Abdülvahit Kuzecioğlu 1925 yılında Kerkük’ün Musalla mahallesinde doğdu. Babası Ahmet Rıza, Kerkük’te küzecilik yani çanak-çömlek imalatı yaptığı için Küzeci Ahmet adı ile tanınmıştı. Küzeci Ahmet, güzel sesliydi. Bir yandan testi, küp, çanak, çömlek yaparken, diğer yandan hoyrat ve türküler okurdu. Onu yakından tanıyanlar Kesük, Muçula ve Nöbetçi hoyratlarını çok iyi söylediğini belirtirlerdi.
Abdülvahit, küçük yaşta hoyrat ve türkülerle tanıştı. İlkokulda, yeteneği ve sesinin güzelliği müzik öğretmeni Namık Efendi’nin dikkatini çekmişti. Namık Efendi’nin kemanı eşliğinde, okuldaki bütün Türkçe marşları Küzecioğlu seslendirmişti.
Abdülvahit Kuzecioğlu Molla Taha ve Molla Sabır gibi değerli hocalardan mevlüt dersleri almıştı. Etkileyici sesiyle Mevlüdi Şeriflerde Kuran-ı Kerim okuyordu. Ortaokuldayken öğrenimini bıraktı. 1944’te Irak Petrol Şirketinde işe başladı. Aynı yıl Behice Hanımla evlendi. Bu evlilikten İhsan, Muhammet, Murat, Ahmet, Cengiz adlarında beş oğlu Leyla, Runak, Cumbut, Perihan, Songül adlarında da beş kızı doğacaktı.
1952 yılında çalıştığı şirketin mesleki eğitim için onu Londra’ya göndermesi, Küzecioğlu’nun hayatında dönüm noktası oldu. Londra’da BBC radyosunun Arapça Servisinin Müdürü olan Naim Basri, onu BBC radyosuna davet etti. “Çok güzel ve güçlü bir sese sahip olduğunuzu öğrendim. Sizin sesinizden BBC radyosu için kayıtlar yapmak istiyorum,” dedi. Küzecioğlu Kur’andan ayetler okudu.

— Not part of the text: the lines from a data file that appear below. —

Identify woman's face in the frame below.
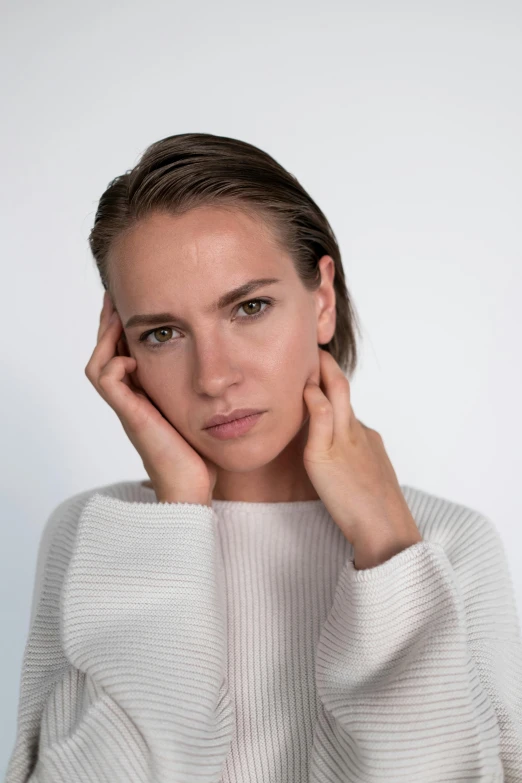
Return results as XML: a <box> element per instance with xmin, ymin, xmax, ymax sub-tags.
<box><xmin>110</xmin><ymin>207</ymin><xmax>335</xmax><ymax>480</ymax></box>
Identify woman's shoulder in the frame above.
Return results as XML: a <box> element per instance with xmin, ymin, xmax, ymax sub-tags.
<box><xmin>30</xmin><ymin>481</ymin><xmax>150</xmax><ymax>625</ymax></box>
<box><xmin>401</xmin><ymin>484</ymin><xmax>504</xmax><ymax>564</ymax></box>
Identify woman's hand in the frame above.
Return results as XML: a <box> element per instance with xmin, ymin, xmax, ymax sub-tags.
<box><xmin>85</xmin><ymin>292</ymin><xmax>217</xmax><ymax>506</ymax></box>
<box><xmin>303</xmin><ymin>348</ymin><xmax>422</xmax><ymax>569</ymax></box>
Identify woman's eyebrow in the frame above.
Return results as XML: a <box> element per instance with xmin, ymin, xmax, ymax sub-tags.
<box><xmin>125</xmin><ymin>277</ymin><xmax>281</xmax><ymax>329</ymax></box>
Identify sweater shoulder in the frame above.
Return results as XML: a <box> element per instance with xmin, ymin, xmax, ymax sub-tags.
<box><xmin>29</xmin><ymin>481</ymin><xmax>147</xmax><ymax>629</ymax></box>
<box><xmin>401</xmin><ymin>485</ymin><xmax>506</xmax><ymax>568</ymax></box>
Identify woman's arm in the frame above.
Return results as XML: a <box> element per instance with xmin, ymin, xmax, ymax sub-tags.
<box><xmin>311</xmin><ymin>515</ymin><xmax>522</xmax><ymax>783</ymax></box>
<box><xmin>6</xmin><ymin>493</ymin><xmax>234</xmax><ymax>783</ymax></box>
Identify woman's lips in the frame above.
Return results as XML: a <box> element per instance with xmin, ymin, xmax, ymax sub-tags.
<box><xmin>204</xmin><ymin>411</ymin><xmax>266</xmax><ymax>440</ymax></box>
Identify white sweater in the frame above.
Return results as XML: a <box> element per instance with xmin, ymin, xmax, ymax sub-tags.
<box><xmin>5</xmin><ymin>481</ymin><xmax>522</xmax><ymax>783</ymax></box>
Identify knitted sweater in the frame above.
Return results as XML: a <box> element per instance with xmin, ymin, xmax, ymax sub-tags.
<box><xmin>5</xmin><ymin>481</ymin><xmax>522</xmax><ymax>783</ymax></box>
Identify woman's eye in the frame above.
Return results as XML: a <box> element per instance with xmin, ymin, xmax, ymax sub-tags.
<box><xmin>139</xmin><ymin>299</ymin><xmax>274</xmax><ymax>348</ymax></box>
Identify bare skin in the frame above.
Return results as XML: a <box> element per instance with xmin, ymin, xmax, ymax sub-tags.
<box><xmin>104</xmin><ymin>207</ymin><xmax>335</xmax><ymax>503</ymax></box>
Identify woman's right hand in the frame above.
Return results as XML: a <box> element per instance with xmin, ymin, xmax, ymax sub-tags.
<box><xmin>85</xmin><ymin>291</ymin><xmax>217</xmax><ymax>506</ymax></box>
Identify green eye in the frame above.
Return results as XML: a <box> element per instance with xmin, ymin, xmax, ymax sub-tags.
<box><xmin>139</xmin><ymin>299</ymin><xmax>275</xmax><ymax>350</ymax></box>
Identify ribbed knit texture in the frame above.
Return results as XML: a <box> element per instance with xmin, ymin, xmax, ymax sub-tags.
<box><xmin>5</xmin><ymin>482</ymin><xmax>522</xmax><ymax>783</ymax></box>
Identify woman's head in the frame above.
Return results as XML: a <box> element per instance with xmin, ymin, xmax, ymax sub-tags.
<box><xmin>89</xmin><ymin>133</ymin><xmax>359</xmax><ymax>494</ymax></box>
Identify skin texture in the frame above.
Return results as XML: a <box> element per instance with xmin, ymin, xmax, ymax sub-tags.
<box><xmin>109</xmin><ymin>207</ymin><xmax>336</xmax><ymax>503</ymax></box>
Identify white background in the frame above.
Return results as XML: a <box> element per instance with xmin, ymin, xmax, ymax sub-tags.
<box><xmin>0</xmin><ymin>0</ymin><xmax>522</xmax><ymax>773</ymax></box>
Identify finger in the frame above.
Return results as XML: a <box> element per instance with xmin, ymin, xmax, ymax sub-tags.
<box><xmin>85</xmin><ymin>311</ymin><xmax>125</xmax><ymax>385</ymax></box>
<box><xmin>319</xmin><ymin>349</ymin><xmax>355</xmax><ymax>436</ymax></box>
<box><xmin>303</xmin><ymin>381</ymin><xmax>334</xmax><ymax>453</ymax></box>
<box><xmin>96</xmin><ymin>291</ymin><xmax>114</xmax><ymax>342</ymax></box>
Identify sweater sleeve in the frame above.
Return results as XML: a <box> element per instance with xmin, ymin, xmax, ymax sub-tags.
<box><xmin>5</xmin><ymin>493</ymin><xmax>234</xmax><ymax>783</ymax></box>
<box><xmin>311</xmin><ymin>518</ymin><xmax>522</xmax><ymax>783</ymax></box>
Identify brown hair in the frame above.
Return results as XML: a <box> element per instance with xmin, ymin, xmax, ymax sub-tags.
<box><xmin>89</xmin><ymin>133</ymin><xmax>361</xmax><ymax>377</ymax></box>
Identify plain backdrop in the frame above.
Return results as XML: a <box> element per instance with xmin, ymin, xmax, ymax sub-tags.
<box><xmin>0</xmin><ymin>0</ymin><xmax>522</xmax><ymax>773</ymax></box>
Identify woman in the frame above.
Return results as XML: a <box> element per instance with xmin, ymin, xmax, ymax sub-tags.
<box><xmin>6</xmin><ymin>134</ymin><xmax>522</xmax><ymax>783</ymax></box>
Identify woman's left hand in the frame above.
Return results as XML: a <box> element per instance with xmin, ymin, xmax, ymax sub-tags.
<box><xmin>303</xmin><ymin>348</ymin><xmax>423</xmax><ymax>569</ymax></box>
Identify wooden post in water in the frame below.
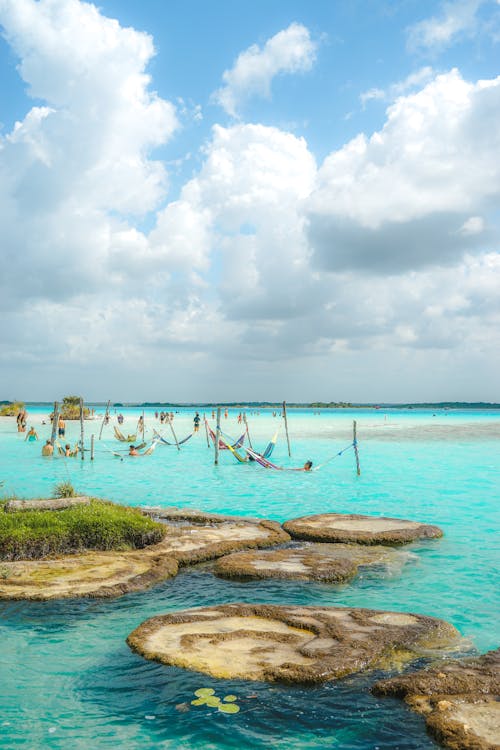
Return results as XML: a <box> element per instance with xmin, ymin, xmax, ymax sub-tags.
<box><xmin>215</xmin><ymin>406</ymin><xmax>221</xmax><ymax>466</ymax></box>
<box><xmin>243</xmin><ymin>413</ymin><xmax>253</xmax><ymax>450</ymax></box>
<box><xmin>50</xmin><ymin>401</ymin><xmax>59</xmax><ymax>445</ymax></box>
<box><xmin>80</xmin><ymin>398</ymin><xmax>85</xmax><ymax>461</ymax></box>
<box><xmin>167</xmin><ymin>414</ymin><xmax>181</xmax><ymax>451</ymax></box>
<box><xmin>352</xmin><ymin>420</ymin><xmax>361</xmax><ymax>477</ymax></box>
<box><xmin>99</xmin><ymin>401</ymin><xmax>111</xmax><ymax>440</ymax></box>
<box><xmin>283</xmin><ymin>401</ymin><xmax>292</xmax><ymax>456</ymax></box>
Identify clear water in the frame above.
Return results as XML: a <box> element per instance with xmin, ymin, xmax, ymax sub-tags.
<box><xmin>0</xmin><ymin>407</ymin><xmax>500</xmax><ymax>750</ymax></box>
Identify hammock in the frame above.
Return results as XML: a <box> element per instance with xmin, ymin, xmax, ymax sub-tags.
<box><xmin>114</xmin><ymin>427</ymin><xmax>137</xmax><ymax>443</ymax></box>
<box><xmin>153</xmin><ymin>430</ymin><xmax>193</xmax><ymax>445</ymax></box>
<box><xmin>206</xmin><ymin>422</ymin><xmax>246</xmax><ymax>451</ymax></box>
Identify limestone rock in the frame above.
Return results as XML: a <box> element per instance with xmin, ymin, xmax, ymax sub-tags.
<box><xmin>214</xmin><ymin>544</ymin><xmax>411</xmax><ymax>583</ymax></box>
<box><xmin>373</xmin><ymin>649</ymin><xmax>500</xmax><ymax>750</ymax></box>
<box><xmin>146</xmin><ymin>518</ymin><xmax>290</xmax><ymax>565</ymax></box>
<box><xmin>283</xmin><ymin>513</ymin><xmax>443</xmax><ymax>544</ymax></box>
<box><xmin>5</xmin><ymin>495</ymin><xmax>91</xmax><ymax>513</ymax></box>
<box><xmin>127</xmin><ymin>604</ymin><xmax>459</xmax><ymax>683</ymax></box>
<box><xmin>0</xmin><ymin>545</ymin><xmax>178</xmax><ymax>600</ymax></box>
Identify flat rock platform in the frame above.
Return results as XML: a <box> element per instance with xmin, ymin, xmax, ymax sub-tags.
<box><xmin>127</xmin><ymin>603</ymin><xmax>459</xmax><ymax>683</ymax></box>
<box><xmin>283</xmin><ymin>513</ymin><xmax>443</xmax><ymax>545</ymax></box>
<box><xmin>214</xmin><ymin>543</ymin><xmax>411</xmax><ymax>583</ymax></box>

Aynı radyonun Türkçe servisi için de Kerkük hoyratları ve türküleri kaydetti.
O türkülerden birinin sözleri şöyleydi:
“Maral çıkmış dağ başına
Seher vakti güle güle
Sağ eliyle sol döşüne
Güller takmış gülü güle
Ne güzeldir kaşı gözü
Baldan şirin tatlı sözü
Sanki huri melek yüzü
Dönüp baktı güle güle
Dedim ay gız nedir adın
Dedi menem gözün aydın
Dedim mene yar olaydın
Dönüp baktı güle güle
Küzecioğlu, ses rengi ve geniş ses aralığı ile uzun hava türüne uygun bir gırtlağa sahipti. Kerkük folklorunun en zengin yanını oluşturan hoyrat geleneği açısından zengin bir repertuara sahipti. Usta yorumuyla Beşiri ve Muçula hoyratında büyük başarı göstermiş zirveye çıkmıştı.

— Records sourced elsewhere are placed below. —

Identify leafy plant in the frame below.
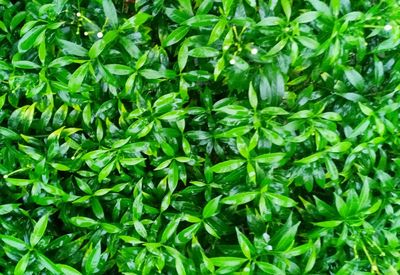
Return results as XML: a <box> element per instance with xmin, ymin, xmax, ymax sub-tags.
<box><xmin>0</xmin><ymin>0</ymin><xmax>400</xmax><ymax>274</ymax></box>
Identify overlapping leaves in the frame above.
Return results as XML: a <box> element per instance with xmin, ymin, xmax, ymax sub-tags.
<box><xmin>0</xmin><ymin>0</ymin><xmax>400</xmax><ymax>274</ymax></box>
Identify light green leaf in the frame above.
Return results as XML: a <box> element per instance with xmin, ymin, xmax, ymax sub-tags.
<box><xmin>211</xmin><ymin>159</ymin><xmax>246</xmax><ymax>173</ymax></box>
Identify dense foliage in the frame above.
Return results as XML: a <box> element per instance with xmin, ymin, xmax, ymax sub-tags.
<box><xmin>0</xmin><ymin>0</ymin><xmax>400</xmax><ymax>274</ymax></box>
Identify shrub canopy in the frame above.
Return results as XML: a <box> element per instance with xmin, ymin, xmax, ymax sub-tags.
<box><xmin>0</xmin><ymin>0</ymin><xmax>400</xmax><ymax>274</ymax></box>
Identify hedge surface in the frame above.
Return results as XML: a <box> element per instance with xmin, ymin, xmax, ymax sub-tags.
<box><xmin>0</xmin><ymin>0</ymin><xmax>400</xmax><ymax>275</ymax></box>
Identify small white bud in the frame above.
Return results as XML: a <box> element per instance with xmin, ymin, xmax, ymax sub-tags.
<box><xmin>383</xmin><ymin>24</ymin><xmax>393</xmax><ymax>32</ymax></box>
<box><xmin>263</xmin><ymin>232</ymin><xmax>271</xmax><ymax>242</ymax></box>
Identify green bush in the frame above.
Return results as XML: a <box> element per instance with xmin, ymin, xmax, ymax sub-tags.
<box><xmin>0</xmin><ymin>0</ymin><xmax>400</xmax><ymax>275</ymax></box>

Küzecioğlu’nun otuduğu Mucula hoyratlarından birini cinas sanatına da örnek olsun diye aktarıyorum:
“Çimeni su göğertmiş çimeni
Dağlarda bir lalaydım
Kuparttı yolçi meni
Deryakta balığidim
Çekdi kullapçi meni
Havada bir guş idim
Endirdi torçi meni
Dağlarda ceyran idim
Vurdi kör avçi meni
Bükti küreye koydı
Gaddar demirçi meni
Ağ gümüşe dönderdi
Kafir altunçı meni
Gelmişem yâr yanınnan
Çi yârı gör çi meni
Hem yazılışları hem söylenişleri bir, anlamları farklı iki sözcüğü bir arada kullanmaya cinas deniyor.
Söyleniş ve yazılışları bir, anlamları farklı iki sözcükle yapılan cinaslara tam cinas deniliyor. Örneğin “Bir güzel şuha dedim iki gözün sürmelidir / Dedi vallahi seni Hind’e kadar sürmelidir” Gözünde sürme var sürgün etmeli gibi anlamlar yüklenebilir.
Cinaslı sözlerden biri, iki ayrı sözcük halinde ise yarım cinas oluşuyor. Yukarıda örnek verdiğim Mucula hoyratında “Çimeni” sözcuğu ile “beni” anlamındaki “meni”nin önüne bir çok maslek adları getirilerek tecnis yapılmış.